Involvement of stress-activated protein kinase and p38 mitogen-activated protein kinase in mIgM-induced apoptosis of human B lymphocytes

Despite intensive efforts, the intracellular signaling pathways that mediate apoptosis remain unclear. The human B lymphoma cell line, B104, possesses characteristics that make it an attractive model for analysis of receptor-mediated apoptosis. Although these cells express both membrane IgM (mIgM) and membrane IgD (mIgD) crosslinking mIgM results in significant apoptosis while crosslinking mIgD does not. Our results show that crosslinking mIgM but not mIgD induced a delayed and sustained activation of the mitogen-activated protein kinase (MAPK) family members stress-activated protein kinase (SAPK) and p38 MAPK. The calcium ionophore ionomycin, which also induces apoptosis in B104 cells, stimulated a similar SAPK and p38 MAPK response. Cyclosporin A, a potent inhibitor of apoptosis induced by either mIgM or ionomycin, inhibited activation of both SAPK and p38 MAPK, suggesting that stimulation of these kinases may be required for induction of apoptosis. Collectively, our results indicate that SAPK and p38 MAPK may be downstream targets during mIgM-induced, calcium-mediated, apoptosis in human B lymphocytes.

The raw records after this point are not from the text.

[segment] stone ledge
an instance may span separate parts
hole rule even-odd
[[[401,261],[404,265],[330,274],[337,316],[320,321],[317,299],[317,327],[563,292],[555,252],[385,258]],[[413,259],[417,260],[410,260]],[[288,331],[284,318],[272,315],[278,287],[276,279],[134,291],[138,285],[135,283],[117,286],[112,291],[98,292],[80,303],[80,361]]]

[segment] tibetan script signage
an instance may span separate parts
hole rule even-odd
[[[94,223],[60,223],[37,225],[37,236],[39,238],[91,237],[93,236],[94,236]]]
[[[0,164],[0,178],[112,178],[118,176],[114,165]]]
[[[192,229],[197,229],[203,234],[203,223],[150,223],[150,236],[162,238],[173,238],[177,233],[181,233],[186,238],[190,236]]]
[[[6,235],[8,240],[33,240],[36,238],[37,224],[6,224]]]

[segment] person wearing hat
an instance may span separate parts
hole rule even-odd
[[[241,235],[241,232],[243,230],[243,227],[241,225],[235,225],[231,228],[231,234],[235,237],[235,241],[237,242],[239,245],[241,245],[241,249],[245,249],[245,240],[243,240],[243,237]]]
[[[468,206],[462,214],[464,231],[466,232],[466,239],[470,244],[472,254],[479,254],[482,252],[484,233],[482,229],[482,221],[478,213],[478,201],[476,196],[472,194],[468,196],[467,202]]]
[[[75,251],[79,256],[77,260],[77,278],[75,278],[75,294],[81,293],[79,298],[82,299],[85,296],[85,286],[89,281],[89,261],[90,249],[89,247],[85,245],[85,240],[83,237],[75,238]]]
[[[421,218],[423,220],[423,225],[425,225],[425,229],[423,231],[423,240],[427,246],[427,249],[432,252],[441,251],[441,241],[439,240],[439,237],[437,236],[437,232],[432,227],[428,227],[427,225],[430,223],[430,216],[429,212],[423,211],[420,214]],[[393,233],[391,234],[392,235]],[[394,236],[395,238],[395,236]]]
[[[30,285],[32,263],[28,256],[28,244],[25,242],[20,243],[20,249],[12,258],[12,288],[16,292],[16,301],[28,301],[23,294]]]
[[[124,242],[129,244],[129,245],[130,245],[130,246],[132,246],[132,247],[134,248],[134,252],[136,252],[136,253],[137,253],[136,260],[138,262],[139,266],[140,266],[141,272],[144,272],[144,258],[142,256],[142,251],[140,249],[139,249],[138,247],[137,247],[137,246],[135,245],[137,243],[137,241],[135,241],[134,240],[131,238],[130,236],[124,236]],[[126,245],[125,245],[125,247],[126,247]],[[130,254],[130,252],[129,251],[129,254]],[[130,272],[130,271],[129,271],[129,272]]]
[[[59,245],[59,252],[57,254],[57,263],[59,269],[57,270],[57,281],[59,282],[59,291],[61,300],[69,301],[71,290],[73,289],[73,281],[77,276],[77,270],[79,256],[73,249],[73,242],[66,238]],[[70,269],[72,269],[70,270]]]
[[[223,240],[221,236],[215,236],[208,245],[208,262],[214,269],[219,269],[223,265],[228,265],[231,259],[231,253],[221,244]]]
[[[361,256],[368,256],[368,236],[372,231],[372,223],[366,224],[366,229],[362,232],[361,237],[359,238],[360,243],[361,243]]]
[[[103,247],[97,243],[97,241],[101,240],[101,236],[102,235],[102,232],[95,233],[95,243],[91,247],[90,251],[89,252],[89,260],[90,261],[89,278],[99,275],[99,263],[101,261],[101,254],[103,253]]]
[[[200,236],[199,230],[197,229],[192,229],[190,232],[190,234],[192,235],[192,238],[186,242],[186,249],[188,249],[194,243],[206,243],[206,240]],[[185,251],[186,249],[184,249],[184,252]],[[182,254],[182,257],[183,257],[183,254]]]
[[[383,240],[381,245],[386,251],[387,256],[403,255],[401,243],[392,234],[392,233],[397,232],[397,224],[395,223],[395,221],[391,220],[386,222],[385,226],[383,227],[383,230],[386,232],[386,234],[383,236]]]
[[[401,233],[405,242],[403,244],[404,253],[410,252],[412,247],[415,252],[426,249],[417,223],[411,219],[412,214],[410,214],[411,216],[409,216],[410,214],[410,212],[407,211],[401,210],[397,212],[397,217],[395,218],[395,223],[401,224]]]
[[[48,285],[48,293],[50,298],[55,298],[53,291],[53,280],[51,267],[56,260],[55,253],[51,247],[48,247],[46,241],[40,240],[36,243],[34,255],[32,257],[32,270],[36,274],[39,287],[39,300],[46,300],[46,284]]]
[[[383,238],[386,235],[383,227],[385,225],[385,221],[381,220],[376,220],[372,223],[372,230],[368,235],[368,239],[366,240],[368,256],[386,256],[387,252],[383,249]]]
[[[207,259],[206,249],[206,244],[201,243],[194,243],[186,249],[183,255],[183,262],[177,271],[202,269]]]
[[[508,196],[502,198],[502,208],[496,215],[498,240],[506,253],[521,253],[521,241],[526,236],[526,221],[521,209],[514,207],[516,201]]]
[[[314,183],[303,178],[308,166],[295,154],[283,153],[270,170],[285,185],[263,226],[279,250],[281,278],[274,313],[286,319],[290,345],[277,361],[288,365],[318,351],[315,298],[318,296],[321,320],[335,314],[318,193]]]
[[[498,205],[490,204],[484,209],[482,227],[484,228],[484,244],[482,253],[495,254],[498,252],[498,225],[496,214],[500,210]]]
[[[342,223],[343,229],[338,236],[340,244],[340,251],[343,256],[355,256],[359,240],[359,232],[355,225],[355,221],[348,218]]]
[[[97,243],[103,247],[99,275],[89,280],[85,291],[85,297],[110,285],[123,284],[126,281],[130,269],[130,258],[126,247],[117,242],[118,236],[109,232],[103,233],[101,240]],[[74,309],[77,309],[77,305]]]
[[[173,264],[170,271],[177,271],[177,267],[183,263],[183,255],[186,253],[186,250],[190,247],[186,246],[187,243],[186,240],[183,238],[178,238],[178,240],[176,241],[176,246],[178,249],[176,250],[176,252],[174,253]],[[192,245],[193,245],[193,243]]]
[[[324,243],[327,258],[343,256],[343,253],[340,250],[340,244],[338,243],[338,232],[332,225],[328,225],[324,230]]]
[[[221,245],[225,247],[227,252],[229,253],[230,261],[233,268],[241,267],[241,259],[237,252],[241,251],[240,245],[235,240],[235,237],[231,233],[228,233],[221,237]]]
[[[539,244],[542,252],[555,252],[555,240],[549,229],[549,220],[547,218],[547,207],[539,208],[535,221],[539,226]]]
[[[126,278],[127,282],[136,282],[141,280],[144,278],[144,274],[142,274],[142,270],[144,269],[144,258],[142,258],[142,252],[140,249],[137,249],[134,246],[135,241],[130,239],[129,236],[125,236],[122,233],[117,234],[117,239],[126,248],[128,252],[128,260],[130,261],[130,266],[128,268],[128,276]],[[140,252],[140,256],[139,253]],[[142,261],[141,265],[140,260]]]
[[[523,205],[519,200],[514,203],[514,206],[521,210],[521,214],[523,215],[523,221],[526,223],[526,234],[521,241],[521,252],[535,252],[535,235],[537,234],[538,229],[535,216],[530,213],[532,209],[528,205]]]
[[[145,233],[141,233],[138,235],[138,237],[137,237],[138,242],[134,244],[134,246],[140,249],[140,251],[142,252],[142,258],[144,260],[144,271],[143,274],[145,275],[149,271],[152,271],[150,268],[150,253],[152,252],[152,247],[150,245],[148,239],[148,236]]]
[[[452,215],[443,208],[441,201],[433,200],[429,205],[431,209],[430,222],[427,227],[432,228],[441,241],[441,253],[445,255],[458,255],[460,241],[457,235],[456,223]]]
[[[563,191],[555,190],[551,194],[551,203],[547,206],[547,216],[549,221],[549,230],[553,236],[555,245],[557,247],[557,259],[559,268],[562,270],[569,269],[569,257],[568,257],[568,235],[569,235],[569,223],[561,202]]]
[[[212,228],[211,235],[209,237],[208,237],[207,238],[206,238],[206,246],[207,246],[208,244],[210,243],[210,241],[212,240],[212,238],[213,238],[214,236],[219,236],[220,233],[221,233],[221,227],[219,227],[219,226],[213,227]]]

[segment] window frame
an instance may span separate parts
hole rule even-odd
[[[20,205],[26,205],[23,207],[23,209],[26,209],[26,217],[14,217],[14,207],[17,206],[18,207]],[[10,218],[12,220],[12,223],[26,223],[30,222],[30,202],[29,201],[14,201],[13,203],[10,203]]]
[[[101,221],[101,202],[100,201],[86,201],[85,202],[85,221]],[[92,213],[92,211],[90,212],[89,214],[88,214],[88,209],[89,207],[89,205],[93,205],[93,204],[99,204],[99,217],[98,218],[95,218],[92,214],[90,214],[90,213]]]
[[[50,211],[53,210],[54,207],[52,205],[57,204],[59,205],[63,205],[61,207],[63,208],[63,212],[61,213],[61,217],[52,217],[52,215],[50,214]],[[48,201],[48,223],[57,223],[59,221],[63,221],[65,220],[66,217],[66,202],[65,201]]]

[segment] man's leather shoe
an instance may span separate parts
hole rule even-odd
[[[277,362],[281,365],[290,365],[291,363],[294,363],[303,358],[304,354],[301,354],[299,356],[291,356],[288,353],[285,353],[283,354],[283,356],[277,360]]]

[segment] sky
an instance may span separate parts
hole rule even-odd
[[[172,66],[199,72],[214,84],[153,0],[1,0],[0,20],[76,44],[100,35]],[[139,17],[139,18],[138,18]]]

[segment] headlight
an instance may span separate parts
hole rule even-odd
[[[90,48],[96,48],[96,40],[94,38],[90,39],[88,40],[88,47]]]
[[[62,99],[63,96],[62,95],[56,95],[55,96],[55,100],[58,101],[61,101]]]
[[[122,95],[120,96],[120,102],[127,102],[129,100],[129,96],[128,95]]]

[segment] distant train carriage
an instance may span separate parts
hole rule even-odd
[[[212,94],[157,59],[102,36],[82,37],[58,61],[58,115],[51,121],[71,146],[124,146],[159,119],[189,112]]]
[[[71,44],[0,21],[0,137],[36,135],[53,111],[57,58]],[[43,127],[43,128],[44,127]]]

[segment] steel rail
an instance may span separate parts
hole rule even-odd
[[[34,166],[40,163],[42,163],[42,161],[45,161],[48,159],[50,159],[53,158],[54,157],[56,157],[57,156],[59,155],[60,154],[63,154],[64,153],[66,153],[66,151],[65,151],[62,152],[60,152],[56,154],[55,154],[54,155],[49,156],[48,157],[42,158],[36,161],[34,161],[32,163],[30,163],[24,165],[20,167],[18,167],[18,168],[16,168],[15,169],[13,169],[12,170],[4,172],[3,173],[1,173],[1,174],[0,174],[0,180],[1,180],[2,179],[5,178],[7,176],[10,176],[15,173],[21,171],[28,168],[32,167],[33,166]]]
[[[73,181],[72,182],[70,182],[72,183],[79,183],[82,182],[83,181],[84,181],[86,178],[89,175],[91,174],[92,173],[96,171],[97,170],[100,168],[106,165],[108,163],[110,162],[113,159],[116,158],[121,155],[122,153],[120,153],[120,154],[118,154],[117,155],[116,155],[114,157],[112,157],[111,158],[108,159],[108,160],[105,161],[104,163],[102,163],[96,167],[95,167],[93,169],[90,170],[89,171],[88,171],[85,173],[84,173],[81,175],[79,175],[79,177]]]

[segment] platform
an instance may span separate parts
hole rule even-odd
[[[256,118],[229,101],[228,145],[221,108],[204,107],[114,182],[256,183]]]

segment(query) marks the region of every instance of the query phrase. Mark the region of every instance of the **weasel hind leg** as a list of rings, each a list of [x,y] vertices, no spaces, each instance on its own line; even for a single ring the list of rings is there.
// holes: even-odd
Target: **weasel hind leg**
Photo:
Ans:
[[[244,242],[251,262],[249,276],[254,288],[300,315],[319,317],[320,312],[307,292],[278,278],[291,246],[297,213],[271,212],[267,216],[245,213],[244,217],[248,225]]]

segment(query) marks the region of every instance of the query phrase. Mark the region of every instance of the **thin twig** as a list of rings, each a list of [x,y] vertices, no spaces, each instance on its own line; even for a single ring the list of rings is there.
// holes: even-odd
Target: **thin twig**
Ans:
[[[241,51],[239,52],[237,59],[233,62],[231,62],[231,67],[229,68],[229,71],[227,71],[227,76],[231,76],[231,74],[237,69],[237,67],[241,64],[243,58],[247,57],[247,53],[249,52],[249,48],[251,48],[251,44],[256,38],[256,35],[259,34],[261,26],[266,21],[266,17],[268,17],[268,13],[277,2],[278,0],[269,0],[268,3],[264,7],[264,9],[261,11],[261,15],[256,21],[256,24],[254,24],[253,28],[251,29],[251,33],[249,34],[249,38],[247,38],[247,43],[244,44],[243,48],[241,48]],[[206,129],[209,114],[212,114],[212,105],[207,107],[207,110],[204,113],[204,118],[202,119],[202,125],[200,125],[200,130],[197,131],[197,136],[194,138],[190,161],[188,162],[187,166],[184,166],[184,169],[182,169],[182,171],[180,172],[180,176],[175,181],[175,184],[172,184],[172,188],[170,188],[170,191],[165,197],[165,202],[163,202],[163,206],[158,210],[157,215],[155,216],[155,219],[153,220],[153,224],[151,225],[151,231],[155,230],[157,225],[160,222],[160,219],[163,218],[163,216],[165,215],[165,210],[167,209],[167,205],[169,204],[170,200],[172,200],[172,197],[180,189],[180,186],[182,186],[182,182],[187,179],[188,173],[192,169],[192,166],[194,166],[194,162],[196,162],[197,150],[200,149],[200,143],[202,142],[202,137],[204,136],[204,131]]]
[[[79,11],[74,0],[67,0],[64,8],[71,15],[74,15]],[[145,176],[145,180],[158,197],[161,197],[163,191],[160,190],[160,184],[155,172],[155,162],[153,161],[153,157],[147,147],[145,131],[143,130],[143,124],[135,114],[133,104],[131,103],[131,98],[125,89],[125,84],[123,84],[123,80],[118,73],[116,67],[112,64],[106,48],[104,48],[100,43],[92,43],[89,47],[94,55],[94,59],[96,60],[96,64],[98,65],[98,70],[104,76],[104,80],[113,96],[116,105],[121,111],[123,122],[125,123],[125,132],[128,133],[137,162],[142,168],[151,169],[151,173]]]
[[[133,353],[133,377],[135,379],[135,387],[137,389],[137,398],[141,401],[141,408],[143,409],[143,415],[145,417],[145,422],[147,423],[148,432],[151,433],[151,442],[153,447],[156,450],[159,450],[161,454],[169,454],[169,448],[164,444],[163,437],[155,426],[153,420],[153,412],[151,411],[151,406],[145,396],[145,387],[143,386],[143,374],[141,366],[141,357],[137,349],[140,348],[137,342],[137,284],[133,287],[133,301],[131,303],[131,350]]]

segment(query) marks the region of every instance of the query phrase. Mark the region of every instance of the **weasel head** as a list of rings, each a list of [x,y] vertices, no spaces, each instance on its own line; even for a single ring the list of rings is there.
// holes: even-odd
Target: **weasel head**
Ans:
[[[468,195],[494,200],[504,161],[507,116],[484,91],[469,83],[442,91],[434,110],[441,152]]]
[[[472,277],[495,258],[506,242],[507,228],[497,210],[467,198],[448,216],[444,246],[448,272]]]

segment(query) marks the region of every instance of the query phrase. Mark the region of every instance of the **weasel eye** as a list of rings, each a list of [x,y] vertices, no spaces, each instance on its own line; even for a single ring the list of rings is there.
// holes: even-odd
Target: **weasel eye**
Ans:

尽管学界已开展大量深入研究，但介导细胞凋亡的胞内信号通路仍未完全阐明。人B淋巴瘤细胞系B104具备多项特性，使其成为研究受体介导细胞凋亡的理想模型。该细胞系同时表达膜免疫球蛋白M（membrane IgM，mIgM）与膜免疫球蛋白D（membrane IgD，mIgD），但交联mIgM可诱导显著的细胞凋亡，而交联mIgD则无此效应。本研究结果显示，仅交联mIgM（而非mIgD）可诱导丝裂原活化蛋白激酶（mitogen-activated protein kinase, MAPK）家族成员应激活化蛋白激酶（stress-activated protein kinase, SAPK）与p38 MAPK出现延迟且持续的激活。钙离子载体离子霉素（ionomycin）同样可诱导B104细胞发生凋亡，其引发的SAPK与p38 MAPK激活模式与mIgM交联诱导的结果相似。环孢素A（Cyclosporin A）是一种可有效抑制mIgM交联或离子霉素诱导的细胞凋亡的抑制剂，它同时阻断了SAPK与p38 MAPK的激活，这提示激活这两类激酶可能是细胞凋亡诱导过程中的必要环节。综上，本研究结果表明，在人B淋巴细胞中，SAPK与p38 MAPK可能是mIgM诱导、钙离子介导的细胞凋亡通路中的下游靶标。